In general the automatic functions are stimulated in proportion
to the activity of their cerebro-spinal connection. The vasomotor
centers are sympathetic nerve centers controlling the muscles in
the blood vessel walls. When a vaso-motor center is stimulated
these muscles in the area controlled by the center contract, with
consequent constriction of the blood vessels. When the center
is less active these muscles relax and dilation occurs in response
to blood pressure. We do not need a special mechanism to relax
our voluntary muscles. When the motor nerve diminishes its
stimulus, the muscle relaxes by such combined forces as gravity,
its own elasticity and the elasticity of surrounding structures.
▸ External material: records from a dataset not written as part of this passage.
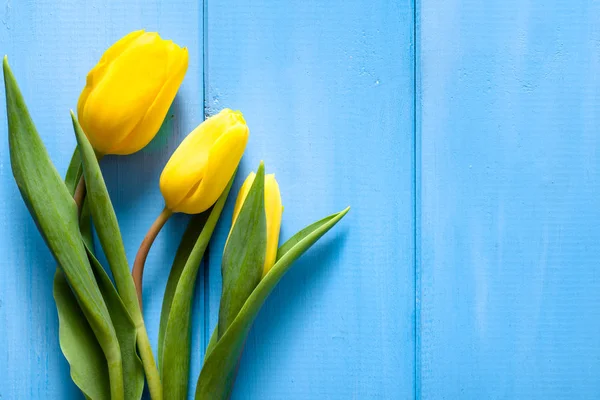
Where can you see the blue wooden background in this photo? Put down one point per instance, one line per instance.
(463, 133)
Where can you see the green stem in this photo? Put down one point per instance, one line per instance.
(142, 254)
(115, 375)
(150, 369)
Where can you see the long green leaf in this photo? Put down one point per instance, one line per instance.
(77, 341)
(107, 227)
(184, 250)
(56, 216)
(287, 246)
(244, 253)
(133, 372)
(218, 373)
(105, 221)
(177, 339)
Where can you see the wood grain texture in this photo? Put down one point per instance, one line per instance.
(51, 45)
(327, 90)
(510, 176)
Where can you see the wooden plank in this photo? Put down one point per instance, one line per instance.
(510, 290)
(327, 90)
(51, 46)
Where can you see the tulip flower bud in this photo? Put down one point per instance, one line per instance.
(273, 212)
(203, 164)
(128, 93)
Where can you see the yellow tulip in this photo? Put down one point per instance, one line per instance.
(201, 167)
(128, 93)
(273, 212)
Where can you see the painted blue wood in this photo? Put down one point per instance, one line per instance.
(51, 46)
(327, 90)
(508, 199)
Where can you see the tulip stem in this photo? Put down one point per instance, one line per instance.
(142, 254)
(79, 193)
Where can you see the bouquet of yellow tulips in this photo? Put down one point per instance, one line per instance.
(102, 331)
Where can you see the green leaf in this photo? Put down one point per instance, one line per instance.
(105, 221)
(218, 373)
(133, 372)
(56, 216)
(244, 253)
(77, 341)
(186, 245)
(177, 337)
(107, 227)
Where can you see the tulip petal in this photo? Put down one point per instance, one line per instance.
(273, 210)
(223, 159)
(177, 331)
(187, 166)
(145, 130)
(96, 73)
(130, 85)
(242, 196)
(55, 213)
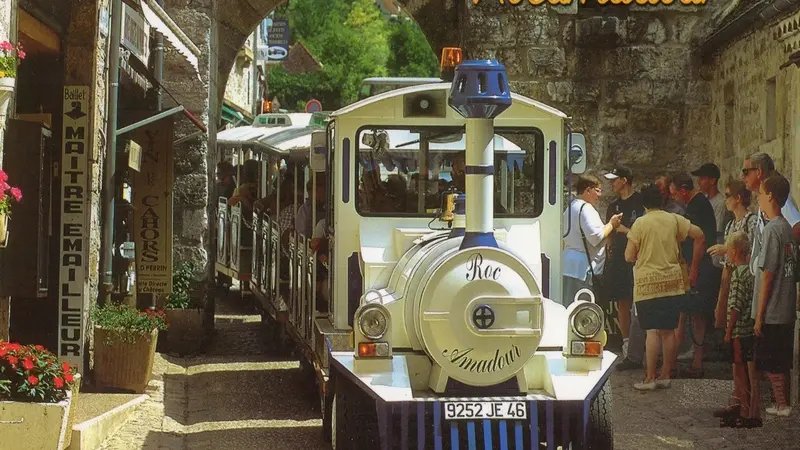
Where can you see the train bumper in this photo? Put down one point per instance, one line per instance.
(556, 414)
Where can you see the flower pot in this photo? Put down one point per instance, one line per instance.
(41, 426)
(123, 365)
(76, 388)
(3, 229)
(185, 332)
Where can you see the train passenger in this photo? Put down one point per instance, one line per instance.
(226, 179)
(459, 177)
(247, 192)
(303, 221)
(374, 197)
(319, 245)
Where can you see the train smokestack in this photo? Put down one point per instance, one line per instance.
(480, 93)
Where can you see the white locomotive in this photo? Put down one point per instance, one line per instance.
(438, 336)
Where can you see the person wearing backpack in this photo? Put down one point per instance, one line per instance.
(737, 201)
(583, 255)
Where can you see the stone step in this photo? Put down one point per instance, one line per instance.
(98, 416)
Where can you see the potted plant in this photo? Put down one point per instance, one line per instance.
(184, 312)
(37, 392)
(125, 345)
(10, 56)
(8, 194)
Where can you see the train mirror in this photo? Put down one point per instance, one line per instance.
(318, 153)
(577, 154)
(378, 141)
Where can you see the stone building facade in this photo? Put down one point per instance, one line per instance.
(755, 104)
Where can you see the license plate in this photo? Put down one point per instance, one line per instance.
(485, 410)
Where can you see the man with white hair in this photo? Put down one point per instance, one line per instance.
(757, 168)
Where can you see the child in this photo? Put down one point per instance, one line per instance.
(775, 293)
(746, 409)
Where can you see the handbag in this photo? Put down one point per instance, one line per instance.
(596, 280)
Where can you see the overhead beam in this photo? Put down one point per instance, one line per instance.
(37, 31)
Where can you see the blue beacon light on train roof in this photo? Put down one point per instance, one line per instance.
(480, 89)
(479, 92)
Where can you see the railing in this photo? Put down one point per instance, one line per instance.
(285, 273)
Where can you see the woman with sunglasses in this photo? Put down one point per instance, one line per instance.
(583, 256)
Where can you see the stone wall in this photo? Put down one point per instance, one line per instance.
(239, 88)
(625, 74)
(743, 103)
(191, 186)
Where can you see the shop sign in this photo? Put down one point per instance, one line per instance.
(152, 203)
(74, 233)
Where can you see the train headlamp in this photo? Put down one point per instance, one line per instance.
(373, 322)
(587, 320)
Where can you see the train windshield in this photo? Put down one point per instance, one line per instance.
(403, 171)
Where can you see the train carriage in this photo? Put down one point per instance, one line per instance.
(433, 315)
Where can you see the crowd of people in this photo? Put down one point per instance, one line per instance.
(680, 253)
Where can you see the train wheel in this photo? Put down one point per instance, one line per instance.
(601, 428)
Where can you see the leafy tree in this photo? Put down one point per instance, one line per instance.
(353, 40)
(410, 54)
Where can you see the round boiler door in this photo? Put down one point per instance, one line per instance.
(481, 316)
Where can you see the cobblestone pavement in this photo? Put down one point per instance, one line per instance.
(236, 396)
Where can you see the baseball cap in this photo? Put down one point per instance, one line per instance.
(619, 171)
(707, 170)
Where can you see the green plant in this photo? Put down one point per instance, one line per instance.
(128, 323)
(30, 373)
(182, 278)
(7, 194)
(8, 60)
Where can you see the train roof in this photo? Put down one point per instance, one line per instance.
(436, 87)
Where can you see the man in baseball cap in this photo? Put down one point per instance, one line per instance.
(619, 272)
(707, 182)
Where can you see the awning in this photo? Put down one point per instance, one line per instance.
(163, 23)
(232, 116)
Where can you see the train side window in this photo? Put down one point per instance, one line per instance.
(403, 171)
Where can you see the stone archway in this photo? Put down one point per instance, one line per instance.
(438, 19)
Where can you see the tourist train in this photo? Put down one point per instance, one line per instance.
(427, 300)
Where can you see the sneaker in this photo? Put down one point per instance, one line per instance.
(628, 364)
(782, 412)
(728, 411)
(651, 386)
(688, 355)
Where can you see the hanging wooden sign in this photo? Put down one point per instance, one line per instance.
(152, 206)
(74, 233)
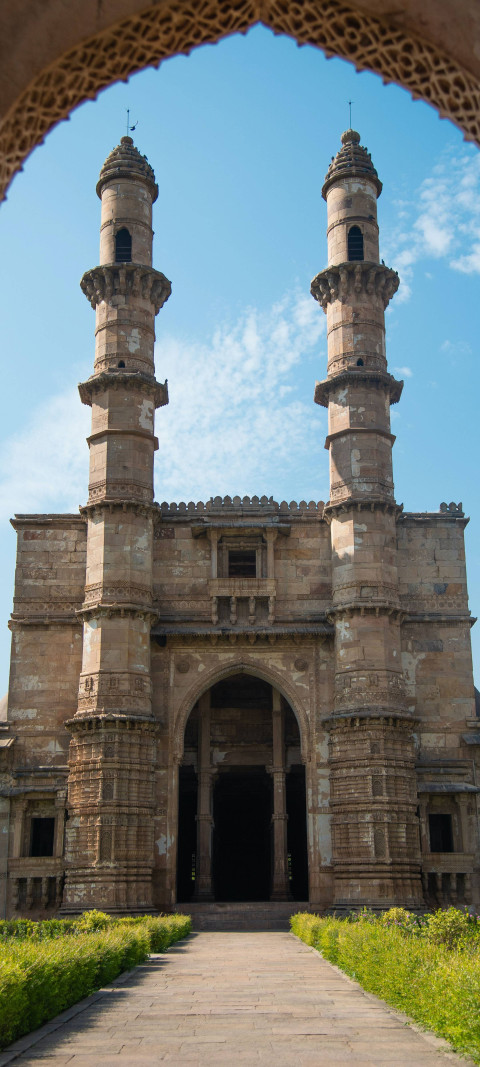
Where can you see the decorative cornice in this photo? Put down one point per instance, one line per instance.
(356, 376)
(115, 719)
(355, 504)
(377, 430)
(341, 281)
(102, 610)
(112, 504)
(351, 161)
(127, 380)
(248, 507)
(125, 280)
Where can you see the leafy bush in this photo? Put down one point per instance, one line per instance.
(42, 975)
(434, 983)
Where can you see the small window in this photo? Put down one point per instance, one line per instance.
(242, 564)
(441, 833)
(42, 840)
(355, 243)
(123, 247)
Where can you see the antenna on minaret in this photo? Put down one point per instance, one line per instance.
(130, 128)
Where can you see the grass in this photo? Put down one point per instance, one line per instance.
(47, 967)
(428, 968)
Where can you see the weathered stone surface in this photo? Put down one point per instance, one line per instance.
(239, 695)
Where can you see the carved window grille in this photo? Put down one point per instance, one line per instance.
(123, 247)
(355, 243)
(42, 837)
(242, 563)
(441, 832)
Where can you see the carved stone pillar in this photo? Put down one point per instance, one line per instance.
(281, 889)
(204, 815)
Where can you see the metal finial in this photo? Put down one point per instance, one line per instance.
(130, 128)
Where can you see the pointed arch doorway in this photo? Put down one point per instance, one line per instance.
(241, 803)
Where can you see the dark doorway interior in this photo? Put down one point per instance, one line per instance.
(242, 811)
(297, 837)
(187, 833)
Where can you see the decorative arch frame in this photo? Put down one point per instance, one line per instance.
(242, 666)
(68, 74)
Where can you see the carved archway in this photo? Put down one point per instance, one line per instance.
(239, 667)
(385, 45)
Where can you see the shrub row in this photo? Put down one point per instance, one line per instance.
(42, 976)
(434, 981)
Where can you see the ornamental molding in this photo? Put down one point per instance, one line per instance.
(107, 53)
(349, 279)
(334, 509)
(101, 610)
(127, 380)
(112, 504)
(354, 376)
(107, 282)
(131, 591)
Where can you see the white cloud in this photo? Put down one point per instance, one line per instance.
(441, 222)
(235, 424)
(45, 468)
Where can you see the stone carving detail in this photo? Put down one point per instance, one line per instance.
(177, 26)
(105, 283)
(120, 379)
(339, 283)
(240, 506)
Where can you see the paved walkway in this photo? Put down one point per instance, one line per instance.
(254, 999)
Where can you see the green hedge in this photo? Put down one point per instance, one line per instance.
(41, 976)
(415, 970)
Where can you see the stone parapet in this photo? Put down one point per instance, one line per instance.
(108, 282)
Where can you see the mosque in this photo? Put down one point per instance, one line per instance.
(239, 701)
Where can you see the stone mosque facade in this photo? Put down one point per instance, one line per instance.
(239, 700)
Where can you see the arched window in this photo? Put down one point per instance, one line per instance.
(355, 243)
(123, 247)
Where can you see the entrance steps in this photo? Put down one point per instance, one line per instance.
(241, 916)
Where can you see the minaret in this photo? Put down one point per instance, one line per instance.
(376, 844)
(110, 839)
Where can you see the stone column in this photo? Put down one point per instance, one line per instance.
(281, 889)
(376, 851)
(204, 813)
(113, 729)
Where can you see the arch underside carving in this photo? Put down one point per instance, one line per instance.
(268, 674)
(176, 27)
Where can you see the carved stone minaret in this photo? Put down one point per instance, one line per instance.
(376, 845)
(110, 845)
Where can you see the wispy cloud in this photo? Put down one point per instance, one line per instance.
(236, 420)
(441, 222)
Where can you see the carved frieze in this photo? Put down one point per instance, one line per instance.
(106, 283)
(344, 281)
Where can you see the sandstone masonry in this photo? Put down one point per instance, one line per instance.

So in the vascular system, the muscles in the vessel walls contract
or relax in proportion to the vaso-motor stimulus. The blood
pressure and elasticity is ample to produce proportionate dilation
immediately, when the vaso-motor center allows the slightest relaxation
of the vascular muscles.
When we reduce cerebral congestion by inhibitory treatment in the
suboccipital region it is not by inhibition of the vasodilators,
but by inhibition of the cerebro-spinal connections to the superior
cervical sympathetic, which has the vaso-motor mechanism for the
head, having ascended from the vasomotor centers in the dorsal cord.
The inhibition of the cerebro-spinal activity allows a proportionate
increase in the sympathetic action consequently vasoconstriction
results in the vessels of the head.
The physiological congestion of the digestive tract during active
digestion is not due to stimulation of the vasodilators, but to
stimulation of pneumogastric, thereby decreasing vasoconstriction.
The synchronous increase in the sympathetic activity of the gastrointestinal
muscular and secretive functions is brought about by the vaso-dilation
above referred to. This vaso-dilation increases the local
venosity of the blood which chemically stimulates Auerbach's and
Meissner's plexi in the intestinal walls. Uterine congestion
from exposure of the feet to cold and dampness is not due to stimulation
of vasodilators but to stimulation of cerebro-spinal nerves which
centers in the lumbar enlargement of the cord associated with the
motors to the uterus. This cerebro-spinal stimulation as previously
stated and illustrated causes inhibition of the vaso-motor center,
thus allowing dilation to the part controlled.
Now to return to the general subject. Machines have what
are called dead centers, that is, positions of the machinery from
which it is impossible to start motion. There are doubtless
dead centers in the human machinery. I think it is theoretically
possible to adjust the mechanism of the body and at the same time
not start the machinery. It would be like winding a clock
and not giving the pendulum motion. I do not expect to illustrate
this clinically. However, since the subject is given me to
champion, I wish to present its widest possibilities. If any
here wish to illustrate to themselves, by a simple way the efficacy
of stimulation let them irritate the mucous membrane of the nose
with a feather. They will be rewarded by an emphatic demonstration
of stimulation - a sneeze. This is a very ordinary but nevertheless
effective proof because so slight a stimulation is necessary and
so, violent a physiological response is obtained.